On a glass slide is a chip with the DNA of 38,000 viruses and 3,500 bacteria. Wash it with a test sample and in less than 24 hours time, it will tell you whether that sample contains any of those bugs. It's called a Microbial Detection Array. It has potential in biodefense. It has potential in the doctor's office.
"It can tell you quickly in a clinical setting what infection people have, whether it's viral or bacterial," says Crystal Jaing.
Jaing is one of a team of Lawrence Livermore biologists, computer scientists and statisticians who are developing the technology.
"It can be used for product safety," she adds, "such as a study we did of a rotavirus vaccine. It can tell you how clean a commercially available product is and improve the safety of products."

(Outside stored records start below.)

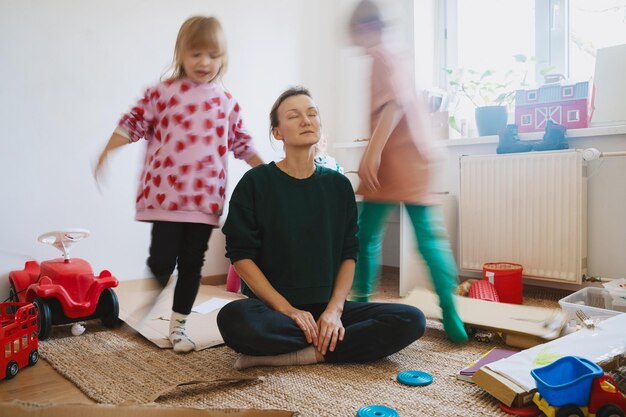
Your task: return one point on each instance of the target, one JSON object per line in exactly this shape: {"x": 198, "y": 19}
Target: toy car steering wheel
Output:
{"x": 63, "y": 239}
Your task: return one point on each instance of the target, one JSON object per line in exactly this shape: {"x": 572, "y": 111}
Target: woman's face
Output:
{"x": 298, "y": 122}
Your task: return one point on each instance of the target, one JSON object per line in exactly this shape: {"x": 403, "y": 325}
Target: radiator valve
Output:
{"x": 587, "y": 278}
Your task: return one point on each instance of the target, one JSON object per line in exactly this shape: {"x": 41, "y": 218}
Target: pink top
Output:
{"x": 189, "y": 129}
{"x": 406, "y": 166}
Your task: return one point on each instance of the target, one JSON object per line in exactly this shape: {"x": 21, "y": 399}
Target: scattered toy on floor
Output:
{"x": 377, "y": 411}
{"x": 575, "y": 386}
{"x": 65, "y": 290}
{"x": 415, "y": 378}
{"x": 78, "y": 329}
{"x": 18, "y": 335}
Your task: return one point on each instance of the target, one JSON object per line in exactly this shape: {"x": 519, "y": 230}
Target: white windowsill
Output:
{"x": 573, "y": 133}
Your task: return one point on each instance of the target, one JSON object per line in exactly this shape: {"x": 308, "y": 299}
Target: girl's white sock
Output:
{"x": 181, "y": 343}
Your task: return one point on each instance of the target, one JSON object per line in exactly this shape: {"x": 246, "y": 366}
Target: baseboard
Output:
{"x": 387, "y": 269}
{"x": 214, "y": 280}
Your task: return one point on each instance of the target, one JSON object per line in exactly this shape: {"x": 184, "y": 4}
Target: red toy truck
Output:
{"x": 576, "y": 387}
{"x": 65, "y": 290}
{"x": 18, "y": 337}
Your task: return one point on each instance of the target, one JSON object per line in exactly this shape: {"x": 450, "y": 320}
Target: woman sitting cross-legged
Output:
{"x": 291, "y": 235}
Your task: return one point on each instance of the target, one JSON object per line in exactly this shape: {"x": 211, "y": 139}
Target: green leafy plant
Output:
{"x": 489, "y": 87}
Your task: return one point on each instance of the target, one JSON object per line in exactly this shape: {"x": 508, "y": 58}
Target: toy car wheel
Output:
{"x": 33, "y": 357}
{"x": 12, "y": 369}
{"x": 44, "y": 324}
{"x": 109, "y": 308}
{"x": 12, "y": 298}
{"x": 610, "y": 411}
{"x": 13, "y": 294}
{"x": 570, "y": 411}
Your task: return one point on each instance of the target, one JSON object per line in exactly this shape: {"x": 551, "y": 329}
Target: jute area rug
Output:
{"x": 114, "y": 366}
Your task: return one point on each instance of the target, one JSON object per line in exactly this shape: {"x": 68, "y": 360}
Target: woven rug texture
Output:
{"x": 114, "y": 366}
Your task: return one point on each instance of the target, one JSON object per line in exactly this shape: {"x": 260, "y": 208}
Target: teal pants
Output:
{"x": 432, "y": 241}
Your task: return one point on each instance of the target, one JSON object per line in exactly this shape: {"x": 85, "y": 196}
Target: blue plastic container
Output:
{"x": 566, "y": 380}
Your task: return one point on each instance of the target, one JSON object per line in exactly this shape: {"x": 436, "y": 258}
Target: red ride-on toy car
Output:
{"x": 65, "y": 290}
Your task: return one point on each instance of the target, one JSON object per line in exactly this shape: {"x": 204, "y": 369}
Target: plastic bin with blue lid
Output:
{"x": 566, "y": 381}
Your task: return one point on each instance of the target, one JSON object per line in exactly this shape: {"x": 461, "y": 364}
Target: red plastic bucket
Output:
{"x": 507, "y": 278}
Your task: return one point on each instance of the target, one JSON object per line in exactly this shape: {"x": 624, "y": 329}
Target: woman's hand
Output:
{"x": 368, "y": 170}
{"x": 331, "y": 330}
{"x": 305, "y": 322}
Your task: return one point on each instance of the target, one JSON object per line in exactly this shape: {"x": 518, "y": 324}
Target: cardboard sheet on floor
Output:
{"x": 509, "y": 379}
{"x": 147, "y": 308}
{"x": 151, "y": 410}
{"x": 527, "y": 326}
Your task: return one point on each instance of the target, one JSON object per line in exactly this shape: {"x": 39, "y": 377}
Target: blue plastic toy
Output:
{"x": 377, "y": 411}
{"x": 415, "y": 378}
{"x": 566, "y": 380}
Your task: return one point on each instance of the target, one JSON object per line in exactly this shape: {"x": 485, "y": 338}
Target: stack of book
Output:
{"x": 492, "y": 355}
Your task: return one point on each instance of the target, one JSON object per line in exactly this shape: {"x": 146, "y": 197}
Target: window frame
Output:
{"x": 551, "y": 37}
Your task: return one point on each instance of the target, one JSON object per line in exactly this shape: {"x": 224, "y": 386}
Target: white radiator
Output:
{"x": 528, "y": 208}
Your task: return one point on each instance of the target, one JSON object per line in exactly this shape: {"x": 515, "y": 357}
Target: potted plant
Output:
{"x": 490, "y": 92}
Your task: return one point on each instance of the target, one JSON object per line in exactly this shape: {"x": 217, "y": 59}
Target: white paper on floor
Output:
{"x": 212, "y": 304}
{"x": 146, "y": 307}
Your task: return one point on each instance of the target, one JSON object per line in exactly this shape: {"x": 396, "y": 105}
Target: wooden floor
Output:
{"x": 41, "y": 383}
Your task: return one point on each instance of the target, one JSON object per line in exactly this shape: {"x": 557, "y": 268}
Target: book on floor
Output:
{"x": 492, "y": 355}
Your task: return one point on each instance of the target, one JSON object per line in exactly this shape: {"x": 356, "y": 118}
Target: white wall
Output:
{"x": 69, "y": 69}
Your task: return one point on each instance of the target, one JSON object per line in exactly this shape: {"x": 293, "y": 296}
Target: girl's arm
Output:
{"x": 390, "y": 115}
{"x": 114, "y": 142}
{"x": 259, "y": 284}
{"x": 329, "y": 324}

In fact, it played an important role in confirming the discovery of a pig virus (benign) that was hiding inside a vaccine for children. "We were very surprised to find this virus in the vaccine," Jaing says. "This was very unexpected."
Product safety regulations don't require a drug manufacturer to know everything that is in a medication, just certain harmful things that are not. However, this technology could, for the first time, enable them to know everything that's in a drug and its concentration. That's new.
The study validated a powerful new technology developed by a team at Lawrence Livermore National Laboratory including Jaing, fellow biologist Shea Gardner and computer scientist Kevin McLoughlin.
Imagine a microscopic checkerboard with more than a million squares on it. Each square holds a probe for a different sequence of genes. Dipped in a soup of sample DNA, those probes will stick to their matching genes in the sample. In a big blue box (the GenePix4000!), a laser scans the checkerboard and displays every square with a match.
No test on the market can do what this lab can, with its multidisciplinary approach and supercomputers. But, a desktop version is possible.
"Definitely," according to Jaing. "That is something that we are very interested in. Right now we have the microarray. We would like to develop that into an instrument so it can go into the hospital, where it can do clinical diagnostics."